Trump sollte China mit Handelszöllen überziehen, bis die endlich einknicken.
Glauben Sie, dass Sie so etwas gegen China bewirken können?
«Falls du glaubst, dass du zu klein bist, um etwas zu bewirken, dann versuche mal zu schlafen, wenn eine Mücke im Raum ist.»
Wie ist das gemeint?
Ist das nicht sonnenklar? Mach Mücke tot!
Klingt wütend. Haben Sie nicht gepredigt: «In der Wut verliert der Mensch seine Intelligenz.»

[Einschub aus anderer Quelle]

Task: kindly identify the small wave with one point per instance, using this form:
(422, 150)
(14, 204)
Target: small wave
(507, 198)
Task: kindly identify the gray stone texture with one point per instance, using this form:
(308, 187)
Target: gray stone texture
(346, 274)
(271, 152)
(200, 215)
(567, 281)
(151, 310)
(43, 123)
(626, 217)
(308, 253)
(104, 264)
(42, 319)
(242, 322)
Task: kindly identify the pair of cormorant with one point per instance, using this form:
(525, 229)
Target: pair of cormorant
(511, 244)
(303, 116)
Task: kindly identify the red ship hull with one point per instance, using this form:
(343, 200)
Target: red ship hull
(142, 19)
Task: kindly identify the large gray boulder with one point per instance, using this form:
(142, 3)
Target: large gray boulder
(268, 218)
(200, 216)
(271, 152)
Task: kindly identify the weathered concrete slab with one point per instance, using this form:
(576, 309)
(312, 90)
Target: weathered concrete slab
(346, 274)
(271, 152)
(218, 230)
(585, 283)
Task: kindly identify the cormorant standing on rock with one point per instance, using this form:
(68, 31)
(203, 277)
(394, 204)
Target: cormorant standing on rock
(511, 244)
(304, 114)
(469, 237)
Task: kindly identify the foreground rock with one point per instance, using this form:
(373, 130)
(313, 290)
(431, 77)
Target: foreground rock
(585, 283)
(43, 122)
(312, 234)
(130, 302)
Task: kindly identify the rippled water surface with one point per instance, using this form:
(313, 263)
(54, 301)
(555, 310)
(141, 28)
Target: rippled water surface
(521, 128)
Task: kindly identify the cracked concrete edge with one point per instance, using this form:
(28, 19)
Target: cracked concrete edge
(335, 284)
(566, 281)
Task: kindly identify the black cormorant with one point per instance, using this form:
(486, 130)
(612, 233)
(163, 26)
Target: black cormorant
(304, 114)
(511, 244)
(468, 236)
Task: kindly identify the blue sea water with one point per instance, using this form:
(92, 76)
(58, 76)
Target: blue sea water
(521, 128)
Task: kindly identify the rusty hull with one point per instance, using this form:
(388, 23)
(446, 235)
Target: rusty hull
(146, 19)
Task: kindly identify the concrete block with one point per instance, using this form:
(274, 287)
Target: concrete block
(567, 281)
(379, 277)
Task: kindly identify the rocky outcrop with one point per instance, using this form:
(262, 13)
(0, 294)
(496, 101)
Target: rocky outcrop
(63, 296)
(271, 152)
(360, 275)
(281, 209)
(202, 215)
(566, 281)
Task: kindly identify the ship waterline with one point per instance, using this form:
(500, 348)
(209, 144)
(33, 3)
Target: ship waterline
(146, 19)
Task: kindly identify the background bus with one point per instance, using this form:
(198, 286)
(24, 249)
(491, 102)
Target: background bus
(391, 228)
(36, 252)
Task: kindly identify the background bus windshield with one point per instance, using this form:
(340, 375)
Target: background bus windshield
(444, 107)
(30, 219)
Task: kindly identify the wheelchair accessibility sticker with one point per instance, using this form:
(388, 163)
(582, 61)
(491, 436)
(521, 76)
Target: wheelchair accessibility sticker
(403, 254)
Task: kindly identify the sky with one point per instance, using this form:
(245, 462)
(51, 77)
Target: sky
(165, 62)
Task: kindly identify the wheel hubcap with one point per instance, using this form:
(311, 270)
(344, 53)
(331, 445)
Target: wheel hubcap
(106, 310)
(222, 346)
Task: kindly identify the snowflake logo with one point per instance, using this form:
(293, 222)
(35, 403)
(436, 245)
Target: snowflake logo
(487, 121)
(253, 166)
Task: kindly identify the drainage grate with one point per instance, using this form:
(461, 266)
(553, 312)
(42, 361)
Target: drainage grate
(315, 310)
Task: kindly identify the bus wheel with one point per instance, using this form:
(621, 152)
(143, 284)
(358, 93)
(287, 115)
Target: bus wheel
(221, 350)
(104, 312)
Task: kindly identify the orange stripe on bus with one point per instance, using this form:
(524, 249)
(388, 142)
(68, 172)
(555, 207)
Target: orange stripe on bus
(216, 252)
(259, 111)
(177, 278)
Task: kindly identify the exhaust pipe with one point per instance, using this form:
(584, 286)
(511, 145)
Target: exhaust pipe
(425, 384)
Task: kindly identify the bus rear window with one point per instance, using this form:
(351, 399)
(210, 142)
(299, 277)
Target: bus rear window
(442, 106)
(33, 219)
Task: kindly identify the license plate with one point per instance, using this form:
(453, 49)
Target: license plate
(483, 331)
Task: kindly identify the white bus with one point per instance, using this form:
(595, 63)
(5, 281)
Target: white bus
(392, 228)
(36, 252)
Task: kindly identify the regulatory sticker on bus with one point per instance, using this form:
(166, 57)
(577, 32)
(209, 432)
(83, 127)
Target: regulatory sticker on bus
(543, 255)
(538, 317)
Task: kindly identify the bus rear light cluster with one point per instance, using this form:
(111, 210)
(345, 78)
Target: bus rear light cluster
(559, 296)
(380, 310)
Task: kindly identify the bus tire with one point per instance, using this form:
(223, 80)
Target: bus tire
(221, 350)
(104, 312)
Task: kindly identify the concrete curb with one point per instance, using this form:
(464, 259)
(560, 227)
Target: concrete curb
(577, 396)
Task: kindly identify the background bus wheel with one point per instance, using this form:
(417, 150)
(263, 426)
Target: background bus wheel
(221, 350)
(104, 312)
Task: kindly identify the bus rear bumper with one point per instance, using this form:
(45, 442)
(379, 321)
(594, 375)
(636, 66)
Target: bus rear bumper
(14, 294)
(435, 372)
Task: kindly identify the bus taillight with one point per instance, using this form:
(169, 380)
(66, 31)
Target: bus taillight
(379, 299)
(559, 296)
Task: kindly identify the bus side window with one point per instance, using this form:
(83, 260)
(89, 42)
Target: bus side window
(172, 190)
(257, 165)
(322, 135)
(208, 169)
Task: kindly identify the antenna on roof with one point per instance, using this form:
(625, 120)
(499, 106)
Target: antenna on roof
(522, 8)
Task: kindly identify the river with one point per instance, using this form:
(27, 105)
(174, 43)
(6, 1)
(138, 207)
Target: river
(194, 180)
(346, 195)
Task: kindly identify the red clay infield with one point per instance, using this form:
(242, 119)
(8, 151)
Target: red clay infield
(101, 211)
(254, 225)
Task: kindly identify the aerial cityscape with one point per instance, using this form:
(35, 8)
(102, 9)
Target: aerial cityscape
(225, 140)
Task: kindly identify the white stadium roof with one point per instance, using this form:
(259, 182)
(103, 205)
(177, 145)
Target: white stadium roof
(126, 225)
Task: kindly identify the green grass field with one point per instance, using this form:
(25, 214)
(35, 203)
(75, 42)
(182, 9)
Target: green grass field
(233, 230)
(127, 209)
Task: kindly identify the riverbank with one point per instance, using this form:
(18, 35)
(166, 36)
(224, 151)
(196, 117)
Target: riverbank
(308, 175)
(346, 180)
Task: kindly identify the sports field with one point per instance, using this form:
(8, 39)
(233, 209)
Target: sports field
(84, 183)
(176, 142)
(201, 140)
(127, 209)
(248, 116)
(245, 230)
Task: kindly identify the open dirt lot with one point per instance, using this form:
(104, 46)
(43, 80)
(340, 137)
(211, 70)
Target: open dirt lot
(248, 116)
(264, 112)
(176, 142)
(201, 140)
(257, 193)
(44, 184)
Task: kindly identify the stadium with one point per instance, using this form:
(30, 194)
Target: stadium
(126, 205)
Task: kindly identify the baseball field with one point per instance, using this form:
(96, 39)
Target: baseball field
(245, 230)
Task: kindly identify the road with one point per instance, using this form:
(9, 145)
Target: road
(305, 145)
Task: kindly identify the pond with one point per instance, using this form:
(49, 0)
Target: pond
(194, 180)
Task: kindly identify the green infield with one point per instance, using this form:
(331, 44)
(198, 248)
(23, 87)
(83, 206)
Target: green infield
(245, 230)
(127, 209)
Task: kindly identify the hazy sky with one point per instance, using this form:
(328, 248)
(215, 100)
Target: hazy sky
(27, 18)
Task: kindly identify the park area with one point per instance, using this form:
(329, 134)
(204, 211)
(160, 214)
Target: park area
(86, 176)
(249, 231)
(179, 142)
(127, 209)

Das ist jetzt out of context. So klingt das ganz schön doof. Sicher, dass das nicht mein Freund Richard Gere gesagt hat? Wir werden oft verwechselt, das ärgert mich.
Sagten Sie nicht auch: «Den eigenen Zorn zu verringern, ist ein individuelles Abrüstungsprogramm.»
Ja, aber einseitige Abrüstung bringt doch nichts! Damit schwächt man nur seine eigene Position. Wer zuerst abrüstet, den bestraft letztlich das Leben.
Ist das ein neues Zitat? Haben Sie das soeben erfunden?
Ja, ist schon cool. Manchmal fliegt mir das einfach nur so zu. Ich öffne den Mund, und heraus kommt etwas Geistreiches, das dann auf der ganzen Welt auf Zuckersäckchen gedruckt wird.
Und wie können wir dieses neue Zitat von Ihnen interpretieren: «Wissen und nichts tun ist wie nichts wissen.»
Weiss ich nicht.
Können Sie uns das nicht erklären?
Mach ich nicht. Haha!
Es heisst, Ihr Lachen sei ansteckend.
Impfen zwecklos, haha! Ich bin sowieso ein Gegner von Zwangsimpfungen. Bin überhaupt gegen alle Zwänge, darum trage ich meist zwanglose Klamotten. Sie dürfen mich so zitieren. No charge.
Wir wollten an dieser Stelle ursprünglich ein Interview mit Donald Trump bringen. Jetzt stellen wir fest, dass Sie eigentlich viele seiner Ansichten teilen.
Ich teile auch viele seiner Tweets. Der Nebi sollte die Welt nicht so schwarz-weiss sehen. Gibt es in der Schweiz kein Farbfernsehen? Das wäre ärgerlich für meine Exil-Gemeinde, haha!
Das ist doch nicht zum Lachen.
Stimmt! Haha! Sorry, das müssen die Räucherstäbchen sein.
Haben Sie nicht auch einmal gesagt: «Der Sinn des Lebens besteht im Streben nach Glück?»
Gestern hab ich das jedenfalls nicht gesagt, und morgen auch nicht.
Und wenn ich nach Glück strebe?
Dann bist du ein Streber, haha!
Ehrlich gesagt bekommen wir in diesem Interview nicht die Antworten, die wir uns von Ihnen erhofft hatten.
Bedenken Sie, junger Mann: «Nicht zu bekommen, was man will, ist manchmal ein grosser Glücksfall.» So, das war jetzt original von mir!